The SCPCs (initially known as OCPDs), mostly in the ranks of Senior Superintendent of Police, SSPs and Superintendent of Police, SPs, were either moved to different sub counties or promoted.
Also affected are nine Assistant Superintendents of Police (ASPs) – two of whom are female- who were promoted to serve as deputies to SCPCs.
“The Deputy Inspector General approves the deployments with immediate effect” a confidential circular dated January 14 and sent to all eight Regional Police Commanders, the Internal affairs Unit and heads of formation stated.
This means that the SCPCs will have to report to their new stations immediately they are cleared by Vigilance House.

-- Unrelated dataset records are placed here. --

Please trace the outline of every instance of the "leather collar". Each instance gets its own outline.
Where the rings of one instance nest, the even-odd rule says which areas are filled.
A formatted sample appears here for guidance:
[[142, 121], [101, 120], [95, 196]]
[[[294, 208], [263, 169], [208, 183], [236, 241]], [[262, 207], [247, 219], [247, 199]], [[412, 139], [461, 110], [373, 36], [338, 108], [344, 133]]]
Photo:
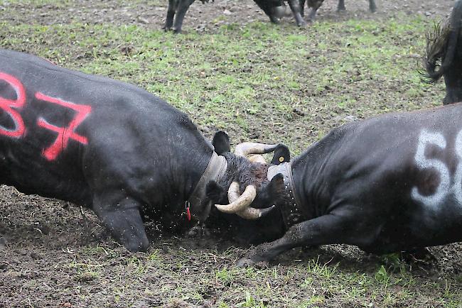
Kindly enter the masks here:
[[205, 199], [205, 187], [210, 181], [218, 182], [225, 175], [227, 168], [227, 162], [225, 157], [218, 155], [214, 151], [208, 162], [208, 165], [200, 176], [193, 193], [186, 201], [186, 207], [190, 207], [191, 214], [200, 221], [205, 221], [210, 211], [212, 202], [203, 204]]
[[300, 204], [299, 199], [295, 192], [294, 177], [292, 177], [292, 163], [284, 163], [279, 165], [273, 165], [268, 168], [267, 177], [269, 180], [278, 173], [284, 176], [284, 191], [281, 200], [277, 204], [284, 224], [287, 229], [296, 224], [303, 221], [305, 215], [300, 210], [297, 204]]

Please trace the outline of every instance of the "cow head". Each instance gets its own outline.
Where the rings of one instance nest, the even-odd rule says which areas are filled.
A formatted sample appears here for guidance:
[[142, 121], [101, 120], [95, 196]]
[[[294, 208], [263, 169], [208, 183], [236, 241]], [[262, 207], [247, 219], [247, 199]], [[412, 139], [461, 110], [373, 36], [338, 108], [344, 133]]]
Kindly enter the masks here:
[[[220, 180], [211, 181], [207, 186], [208, 197], [215, 204], [214, 217], [208, 220], [213, 221], [212, 226], [222, 228], [226, 225], [227, 229], [232, 229], [232, 233], [237, 233], [237, 238], [245, 238], [244, 241], [250, 243], [280, 236], [285, 229], [274, 204], [284, 192], [284, 180], [281, 175], [269, 180], [267, 172], [271, 164], [278, 165], [290, 160], [287, 147], [282, 144], [244, 143], [237, 145], [232, 153], [229, 138], [223, 132], [215, 134], [213, 143], [215, 152], [226, 158], [228, 168]], [[269, 151], [274, 151], [274, 155], [268, 165], [259, 153]], [[242, 206], [237, 202], [240, 199], [248, 204]], [[217, 214], [216, 209], [221, 214]], [[220, 219], [222, 223], [217, 223]]]
[[449, 19], [442, 26], [435, 26], [426, 37], [426, 79], [434, 83], [444, 77], [444, 104], [462, 101], [462, 1], [456, 2]]

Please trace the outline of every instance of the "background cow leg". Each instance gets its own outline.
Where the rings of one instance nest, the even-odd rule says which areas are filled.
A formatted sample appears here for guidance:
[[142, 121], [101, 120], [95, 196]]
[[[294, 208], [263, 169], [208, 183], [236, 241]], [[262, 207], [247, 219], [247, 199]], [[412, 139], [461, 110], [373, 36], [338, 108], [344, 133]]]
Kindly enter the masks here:
[[372, 13], [377, 11], [377, 6], [374, 0], [369, 0], [369, 10]]
[[319, 7], [322, 4], [323, 4], [322, 1], [318, 1], [313, 4], [313, 6], [311, 7], [311, 11], [308, 16], [308, 21], [314, 21], [314, 18], [316, 16], [316, 12], [318, 11], [318, 9], [319, 9]]
[[170, 30], [173, 26], [173, 16], [178, 8], [179, 0], [168, 0], [168, 9], [167, 9], [167, 18], [165, 21], [163, 28], [166, 31]]
[[346, 10], [346, 8], [345, 7], [345, 0], [338, 0], [338, 4], [337, 5], [337, 11], [345, 11], [345, 10]]
[[114, 202], [112, 199], [107, 202], [107, 198], [95, 197], [93, 210], [112, 236], [127, 249], [146, 251], [149, 241], [139, 213], [140, 204], [129, 197], [117, 199], [119, 202]]
[[173, 25], [173, 32], [179, 33], [181, 32], [181, 27], [183, 26], [183, 19], [186, 15], [186, 12], [189, 6], [194, 2], [195, 0], [179, 0], [178, 9], [176, 10], [176, 16], [175, 16], [175, 24]]
[[301, 17], [305, 16], [305, 2], [306, 0], [300, 0], [300, 15], [301, 15]]
[[[317, 246], [338, 243], [351, 243], [353, 232], [350, 219], [344, 216], [328, 214], [292, 226], [281, 238], [272, 243], [259, 245], [245, 257], [237, 261], [237, 266], [269, 261], [280, 253], [294, 247]], [[353, 231], [355, 230], [355, 231]], [[360, 238], [361, 231], [358, 238]]]
[[295, 21], [297, 23], [297, 26], [299, 27], [306, 25], [305, 21], [301, 17], [301, 9], [300, 9], [300, 2], [299, 0], [289, 0], [289, 6], [292, 11]]

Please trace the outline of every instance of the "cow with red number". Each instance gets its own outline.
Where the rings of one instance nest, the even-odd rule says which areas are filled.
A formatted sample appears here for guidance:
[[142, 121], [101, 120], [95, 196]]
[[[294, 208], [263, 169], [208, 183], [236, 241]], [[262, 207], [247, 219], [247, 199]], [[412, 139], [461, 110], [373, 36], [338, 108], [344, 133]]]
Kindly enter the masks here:
[[[254, 219], [274, 198], [267, 167], [242, 155], [282, 145], [214, 145], [183, 113], [131, 84], [0, 50], [0, 182], [92, 208], [131, 251], [149, 245], [141, 214], [199, 220], [213, 204]], [[216, 151], [214, 150], [214, 146]], [[244, 152], [242, 152], [244, 150]], [[242, 197], [228, 204], [226, 192]]]

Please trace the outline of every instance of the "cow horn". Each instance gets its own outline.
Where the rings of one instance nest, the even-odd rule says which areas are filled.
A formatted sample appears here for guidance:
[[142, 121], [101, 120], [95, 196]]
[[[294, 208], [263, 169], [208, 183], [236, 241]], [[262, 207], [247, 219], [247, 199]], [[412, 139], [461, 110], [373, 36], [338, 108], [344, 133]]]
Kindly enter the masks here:
[[259, 163], [261, 164], [266, 164], [267, 161], [264, 158], [259, 154], [251, 154], [249, 155], [249, 160], [252, 163]]
[[235, 154], [237, 156], [247, 158], [249, 154], [264, 154], [276, 150], [277, 144], [257, 143], [254, 142], [243, 142], [236, 145]]
[[[236, 183], [236, 184], [234, 184]], [[230, 185], [230, 189], [236, 189], [236, 187], [239, 189], [239, 184], [236, 182], [233, 182], [231, 185]], [[228, 196], [230, 191], [228, 189]], [[238, 211], [240, 211], [248, 207], [250, 204], [254, 201], [257, 197], [257, 189], [254, 185], [249, 185], [245, 187], [245, 190], [242, 192], [241, 196], [239, 196], [237, 199], [230, 203], [229, 204], [215, 204], [220, 211], [228, 214], [234, 214]]]
[[[230, 189], [227, 192], [227, 197], [230, 202], [233, 202], [239, 199], [239, 183], [233, 182], [230, 185]], [[271, 210], [274, 208], [274, 206], [268, 207], [267, 209], [255, 209], [253, 207], [246, 207], [243, 210], [236, 213], [240, 217], [245, 219], [257, 219], [262, 216], [268, 214]]]

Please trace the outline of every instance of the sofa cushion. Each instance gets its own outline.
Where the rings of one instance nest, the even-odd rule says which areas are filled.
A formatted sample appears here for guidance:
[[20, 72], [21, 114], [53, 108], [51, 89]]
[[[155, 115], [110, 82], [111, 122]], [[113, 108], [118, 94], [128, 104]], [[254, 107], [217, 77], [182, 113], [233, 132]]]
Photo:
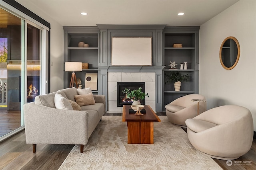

Among those affected include Karen SCPC, Cunnigham Suiyanka who has been moved to Turkana West (Kakuma), Muhoroni’s Adan Abdullahi Alio who has been transferred to Mwea West and Meru’s Joseph Gichangi who moves Machakos County to command police operations.
Herman Chemonges Ndiema has been moved from SCPC Kuresoi and will now be in charge of operations in Trans Nzoia County.
Some of the senior officers who have been promoted to serve as Deputy County Commanders, D/CPC include: Peter Katam (Kakamega), Stephen Weda (Bomet), Joseph Kipngeno Cheruiyot (Busia), Richard Cheruiyot (Vihiga), Peter Nyangares Omanwa (Migori), Wambia Odhiambo (Nyamira), and Benjamin Mwanzia (Kajiado),
The affected officers are expected to address various security challenges in their new stations, among them eliminating organized criminal gangs, fighting stock theft, counter terrorism and others.
Inspector General of Police Hillary Mutyambai has directed senior officers to also ensure that the junior officers are motivated, eliminate corruption among officers and ensure that the juniors uphold high standards of human rights.
Insiders told the Nation that more changes will be effected before February.